Un papel mediador entre Teherán y Tel Aviv podría ayudar al Kremlin a mejorar sus credenciales y desviar la atención de la guerra en curso en Ucrania.
Jun 18, 2025
Moscú ha logrado un cuidadoso equilibrio entre sus rivales regionales, Irán e Israel , e incluso ha gestionado su posición en Medio Oriente durante puntos conflictivos regionales como el conflicto sirio.
Ante la reanudación de los ataques entre Tel Aviv y Teherán, Rusia podría estar bien posicionada para mediar en el conflicto y ejercer influencia entre los rivales regionales. Sin embargo, la imbricación de este conflicto con las crisis regionales que abarcan Gaza, Líbano y Siria podría poner en peligro este delicado equilibrio.

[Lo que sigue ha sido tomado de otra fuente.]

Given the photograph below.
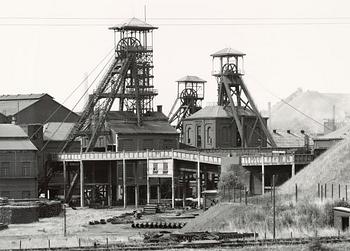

Rusia e Irán han estrechado lazos desde 2015, cooperando en operaciones militares como las de Deir Ezzor (Siria) y en la transferencia de armas, incluyendo los drones iraníes Shahed utilizados en Ucrania. El creciente interés e inversión rusos en los sectores de seguridad y energía iraníes culminó con la firma de un tratado de asociación estratégica integral en enero, lo que fortaleció sus relaciones económicas, políticas y militares. Sin embargo, aunque Rusia ha recibido drones iraníes, es improbable que Moscú ayude militarmente a Teherán contra Israel.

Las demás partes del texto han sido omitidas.